Koichiro Kitagawa

A handover optimization algorithm with mobility robustness for LTE systems

A large number of cells will be deployed to provide high speed services in any places using the Long-Term Evolution (LTE) system. The management of such a large number of cells increases the operating expenditure (OPEX). Self-organizing network (SON) attracts attention as an effective way to reduce OPEX. This paper proposes a self-optimization algorithm for handover (HO) parameters. In conventional studies, the HO optimization techniques are discussed in models with stationary mobility of user equipment (UE). On the other hand, the key feature of the proposed algorithm is the mobility robustness, which means that the HO performance is robust against the change in UE mobility. In order to realize the mobility robustness, the proposed algorithm adaptively adjusts the HO parameters considering cause of HO failures, which changes in UE mobility. We examine the performance of the proposed algorithm through the computer simulations and confirm the mobility robustness. The simulation study demonstrates the following; The HO parameters are initially set to the optimum values for UEs with 3 km/h based on the random walk. Then, when the mobility changes from 3 km/h random walk to 300 km/h linear motion, the HO failure rates increases to 19%. The proposed algorithm reduces such increasing HO failure rates less than 0.2%.
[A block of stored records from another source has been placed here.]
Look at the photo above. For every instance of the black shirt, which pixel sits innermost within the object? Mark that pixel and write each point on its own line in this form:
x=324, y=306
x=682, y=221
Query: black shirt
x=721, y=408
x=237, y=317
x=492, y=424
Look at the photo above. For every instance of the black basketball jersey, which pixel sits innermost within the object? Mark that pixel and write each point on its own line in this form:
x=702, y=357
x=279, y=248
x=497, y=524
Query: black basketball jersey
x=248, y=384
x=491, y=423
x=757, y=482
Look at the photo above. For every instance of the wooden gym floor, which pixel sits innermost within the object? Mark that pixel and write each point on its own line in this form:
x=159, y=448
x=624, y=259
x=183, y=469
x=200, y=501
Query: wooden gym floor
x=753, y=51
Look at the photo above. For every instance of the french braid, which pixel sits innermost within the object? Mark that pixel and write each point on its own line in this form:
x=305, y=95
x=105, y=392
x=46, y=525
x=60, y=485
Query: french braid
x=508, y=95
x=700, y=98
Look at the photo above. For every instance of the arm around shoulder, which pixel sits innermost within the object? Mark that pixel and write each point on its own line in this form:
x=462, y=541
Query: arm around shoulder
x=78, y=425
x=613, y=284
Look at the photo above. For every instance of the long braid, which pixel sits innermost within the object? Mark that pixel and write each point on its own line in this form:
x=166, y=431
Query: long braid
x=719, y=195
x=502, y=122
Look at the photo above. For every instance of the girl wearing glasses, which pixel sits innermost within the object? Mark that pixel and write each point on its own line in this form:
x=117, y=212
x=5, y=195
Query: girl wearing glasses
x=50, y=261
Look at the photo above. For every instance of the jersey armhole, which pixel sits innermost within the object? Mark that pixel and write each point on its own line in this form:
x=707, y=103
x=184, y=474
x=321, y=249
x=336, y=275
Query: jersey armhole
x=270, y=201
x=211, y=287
Performance evaluation of handover in LTE-Advanced systems with pico cell Range Expansion

Cell Range Expansion (CRE) combined with Inter-Cell Interference Coordination (ICIC) in Heterogeneous Networks (HetNet) is a promising technique to enhance the utilization of the resource in pico cells. CRE increases the number of the UE sets connected to pico cells (pico UEs) by changing the trigger timing of the handover (HO). However, inappropriate trigger timing of HO increases HO failures and inefficient HOs, thereby degrading HO performance. HO performance directly affects the continuity of the communication service. Hence, not only the utilization of the resource in pico cells but HO performance should be taken into consideration when CRE is adopted. In this paper, we evaluate the effect of CRE on HO performance through system level simulations, and clarify the application range of CRE. As an example, we examine the CRE bias values which keep the HO failure rate to under 1% and the Ping-Pong HO rate to under about 1%. It is shown that the applicable CRE bias values range from 0 dB to 6 dB, which is smaller than the applicable CRE bias values reported by the conventional studies which range from 0 dB to 9 dB. We also show that the CRE bias values over 6 dB result in high HO failure rates over 5%. Therefore, CRE should be adopted with consideration of HO performance in order to keep good HO performance.

Experimental Results between Non-Linear and Linear Precoding Using Multiuser MIMO Testbed

This paper presents the development of an 8-by-8 real-time multiuser-multiple input multiple output (MU-MIMO) testbed and experimental results of linear and non-linear precoding subject to limited channel state information (CSI) feedback. Linear precoding techniques such as minimum mean square error precoding have already been tested and the related results are available in the literature. However, they are not capacity-achieving. Non-linear precoding techniques such as vector perturbation and Tomlinson-Harashima precoding, on the other hand, achieve in theory the capacity of MU-MIMO, but such claims have not been verified in practice to date. One reason is that theoretical non-linear precoding works rely on the assumption of full and perfect CSI at the transmitter as non-linear precoding techniques are sensitive to CSI error. The merit of this work is that it experimentally confirms (through hardware implementation and pre-field test experimentation) the feasibility of non-linear precoding subject to limited CSI feedback. Experimental results reveal that the non-linear precoding achieves higher throughput performance than the linear precoding scheme by about 35% under realistic CSI feedback.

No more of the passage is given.